Is workplace bullying the same as harassment?

On Behalf of | Sep 22, 2022 | Employment Law |

Workplace harassment can create a hostile work environment that disrupts your ability to work and may make you afraid to go to the office every day.

Bullying is also disruptive behavior that hurts your feelings and negatively affects your ability to work. You may feel that the work environment has become hostile as a result. While bullying has no place in the workplace, Healthline explains that harassment is illegal, but bullying is not.

What do workplace bullying and harassment have in common?

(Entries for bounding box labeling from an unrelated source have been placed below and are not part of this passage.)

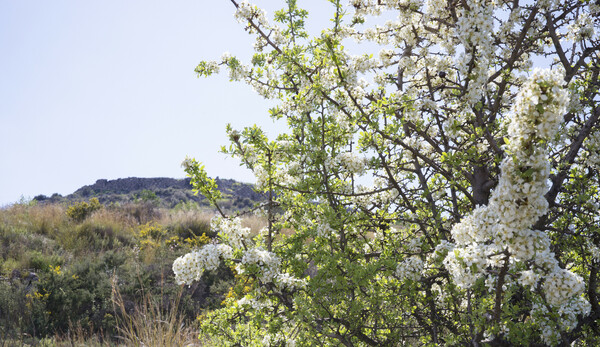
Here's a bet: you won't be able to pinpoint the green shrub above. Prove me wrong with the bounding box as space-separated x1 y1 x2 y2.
66 198 102 222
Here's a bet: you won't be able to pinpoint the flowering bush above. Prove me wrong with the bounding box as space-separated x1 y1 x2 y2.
173 0 600 346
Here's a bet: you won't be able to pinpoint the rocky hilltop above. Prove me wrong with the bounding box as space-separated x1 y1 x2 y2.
34 177 263 209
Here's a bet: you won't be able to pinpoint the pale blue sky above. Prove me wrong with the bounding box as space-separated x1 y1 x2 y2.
0 0 326 207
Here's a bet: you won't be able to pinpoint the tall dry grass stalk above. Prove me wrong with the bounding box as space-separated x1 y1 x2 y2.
112 277 202 347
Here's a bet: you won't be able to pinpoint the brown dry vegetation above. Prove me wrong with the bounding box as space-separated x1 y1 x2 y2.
0 203 266 346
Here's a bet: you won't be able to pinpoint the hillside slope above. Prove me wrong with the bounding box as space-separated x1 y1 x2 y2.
34 177 263 209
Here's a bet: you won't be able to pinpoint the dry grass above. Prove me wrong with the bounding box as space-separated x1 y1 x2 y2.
112 278 202 347
0 204 68 235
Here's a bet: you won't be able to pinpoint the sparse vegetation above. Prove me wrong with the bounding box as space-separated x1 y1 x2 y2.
0 200 248 346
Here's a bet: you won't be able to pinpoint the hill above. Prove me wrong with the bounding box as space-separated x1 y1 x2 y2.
34 177 263 209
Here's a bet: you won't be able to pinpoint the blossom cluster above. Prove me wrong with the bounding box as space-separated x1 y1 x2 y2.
444 70 590 330
396 256 424 281
236 247 281 283
210 216 250 248
173 244 232 285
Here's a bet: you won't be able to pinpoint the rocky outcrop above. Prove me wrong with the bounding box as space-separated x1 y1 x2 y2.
34 177 264 209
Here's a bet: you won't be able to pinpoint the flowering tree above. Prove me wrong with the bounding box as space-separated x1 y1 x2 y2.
173 0 600 346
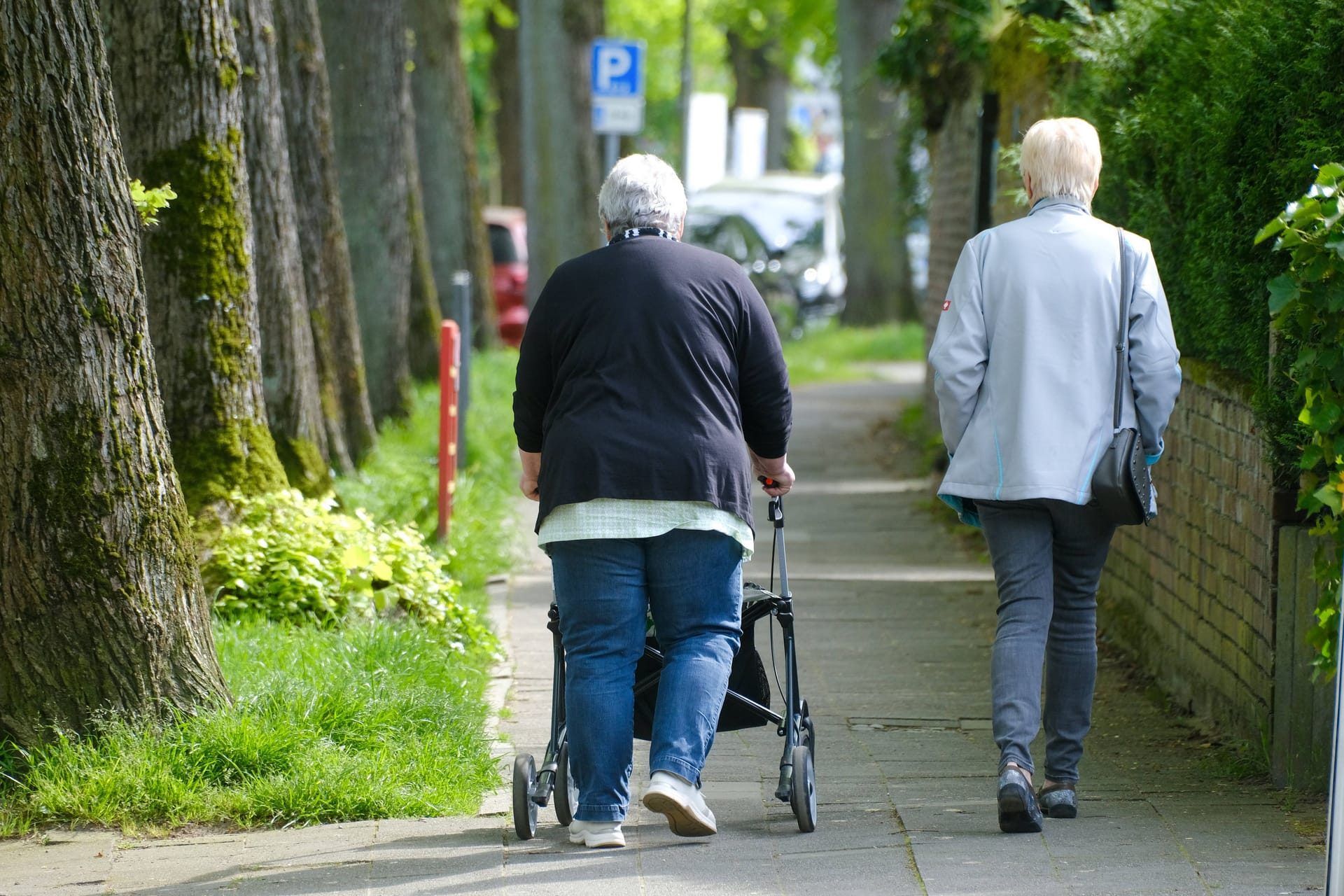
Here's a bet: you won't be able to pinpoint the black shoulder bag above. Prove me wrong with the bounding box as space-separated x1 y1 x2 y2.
1093 227 1156 525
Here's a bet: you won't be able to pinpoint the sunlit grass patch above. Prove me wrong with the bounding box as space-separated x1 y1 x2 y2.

Bullying and harassment against you in the workplace can take similar forms:

  • Sabotaging your work or wrongfully assigning blame to you
  • Abusing you verbally by insulting or mocking you, humiliating you, gossiping about you behind your back or making jokes at your expense
  • Intimidating you with threats of a professional or personal nature
  • Invading your privacy
  • Spying on you
  • Excluding you socially within the workplace

When does bullying rise to the level of workplace harassment?

The law protects people who are likely to receive mistreatment from co-workers on the basis of certain attributes. If the jokes, abuse or threats against you relate to a protected status, such as your age, race, religion or a disability that you have, then the treatment rises to the level of workplace harassment.

However, even if the bullying you are receiving does not meet the legal definition of harassment, that does not mean that you just have to accept it. Report the behavior to a supervisor or human resources manager. Even if workplace bullying is not against the law, your employer may have a policy against it. Under that policy, the person bullying you may face consequences for his or her actions.